Markov Decision Process

A stationary discrete Markov Decision Process (MDP) is characterized by the tuple $(\mathcal{X},\mathcal{A},\mathbb{P},r,\gamma)$, where

$\mathcal{X}$ is the (finite countable) set of states;
$\mathcal{A}$ is the (finite countable) set of actions;
$P : \mathcal{X} \times \mathcal{A} \times \mathcal{X} \to [0,1]$ is the transition probability function, such that $P(x,a,x^+)$ is the probability of ending up in state $x^+ \in \mathcal{S}$ from state $x \in \mathcal{X}$ when taking action $a \in \mathcal{A}$;
$r : \mathcal{X} \times \mathcal{X} \to \mathbb{R}$ is the reward function, so that $r(x,x^+)$ returns the reward for

transitioning from state $x \in \mathcal{X}$ to state $x^+ \in \mathcal{X}$;

$\gamma \in \mathbb{R}_{> 0}$ is a discount factor [5].

The aim is to find a policy, i.e., a function $\pi : \mathcal{S} \to \mathcal{A}$, returning the best action for any given state.

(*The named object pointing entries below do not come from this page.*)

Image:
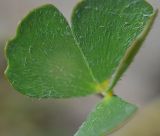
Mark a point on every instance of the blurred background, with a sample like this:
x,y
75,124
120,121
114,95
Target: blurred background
x,y
23,116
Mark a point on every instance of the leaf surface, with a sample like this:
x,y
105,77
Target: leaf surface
x,y
44,60
107,116
105,30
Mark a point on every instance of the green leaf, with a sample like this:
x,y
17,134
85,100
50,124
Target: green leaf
x,y
107,116
106,30
44,59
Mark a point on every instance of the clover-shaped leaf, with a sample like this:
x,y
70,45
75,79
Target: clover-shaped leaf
x,y
44,59
50,59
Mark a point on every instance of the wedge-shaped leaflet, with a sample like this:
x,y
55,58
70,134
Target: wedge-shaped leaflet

A solution concept for MDP is the value function, $v^{\pi} : \mathcal{S} \to \mathbb{R}$, defined as

\[\begin{equation} v^{\pi}(x) = \overbrace{\sum_{x^+ \in \mathcal{X}} P(x,\pi(x),x^+) \left( r(x,x^+) + \gamma v(x^+) \right)}^{=:\mathsf{T}(v^{\pi})} \end{equation}\]

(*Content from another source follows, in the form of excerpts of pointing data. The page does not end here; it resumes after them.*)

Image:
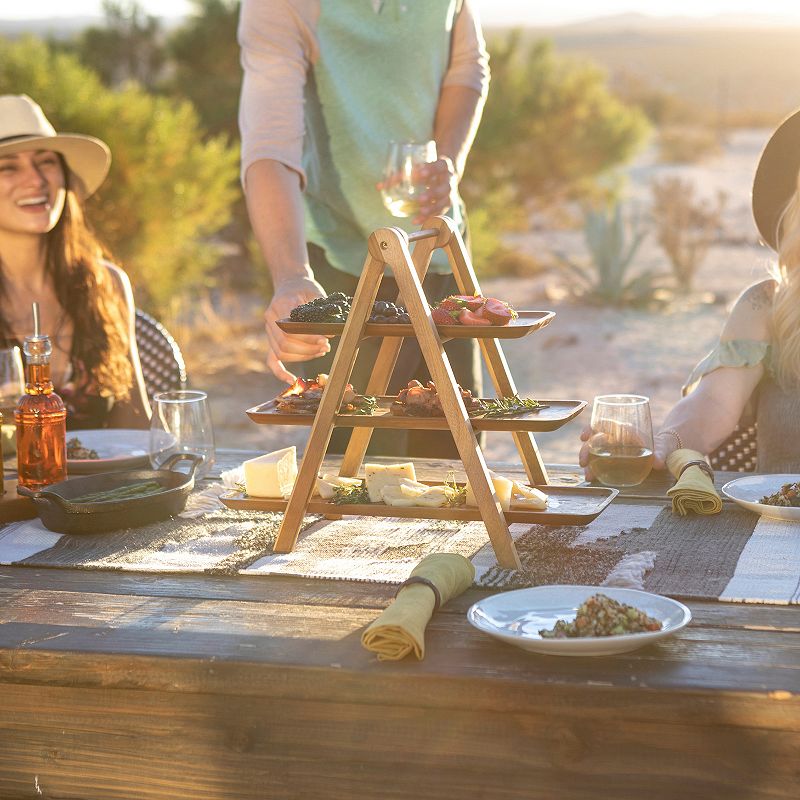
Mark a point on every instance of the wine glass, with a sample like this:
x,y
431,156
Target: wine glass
x,y
181,423
399,190
621,445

returning the "goodness" of policy $\pi$. The expression in $(1)$ is known as Bellman equation, and can be expressed as an operator of $v^{\pi}$, i.e., $\mathsf{T}[v^\pi(s)] =: \mathsf{T}(v^{\pi})$. It can be shown that the value function yielded by the optimal policy, $v^*$, results from the fixed-point problem $v^* = \mathsf{T}(v^*)$. Therefore, the latter can be formulated as a canonical VI, with $F = \mathsf{I} - \mathsf{T}$.

Let's start by defining the problem data

using Random, LinearAlgebra
using Monviso, JuMP, Clarabel, Tullio

Random.seed!(2024)

# Number of states and actions, discount factor
num_X, num_A = 20, 10
γ = 0.8

# Transition probabilities and reward
P = let p = rand(num_X, num_A, num_X); p ./ sum(p; dims=3); end
R = rand(num_X, num_X)

Let's define the Bellman operator (as fixed point), the VI mapping, and the initial solution

# Bellman operator
T(v) = maximum(@tullio [i,j] := P[i,j,k] * (R[i,k] + γ * v[k]); dims=2)
F(x) = x .- T(x)

# VI
model = Model(Clarabel.Optimizer)
set_silent(model)
@variable(model, y[1:num_X])

vi = VI(F; y=y, model=model)
x0 = rand(num_X)

As examples, we can use the forward-reflected-backward (Monviso.frb), the projected reflected gradient (Monviso.prg), and the extra anchored gradient (Monviso.eag).

max_iter = 300
step_size = 0.05

residuals = (
    frb = Vector{Float32}(undef, max_iter),
    prg = Vector{Float32}(undef, max_iter),
    eag = Vector{Float32}(undef, max_iter)
)

# Copy the same initial solution for the three methods
let sol_frb = (xk = x0, x1k = x0),
    sol_prg = (xk = x0, x1k = x0),
    sol_eag = (xk = x0,)

    for k in 1:max_iter
        # Forward-reflected-backward
        xk1 = frb(vi, sol_frb..., step_size)
        residuals.frb[k] = norm(xk1 - sol_frb.xk)
        sol_frb = (xk = xk1, x1k = sol_frb.xk)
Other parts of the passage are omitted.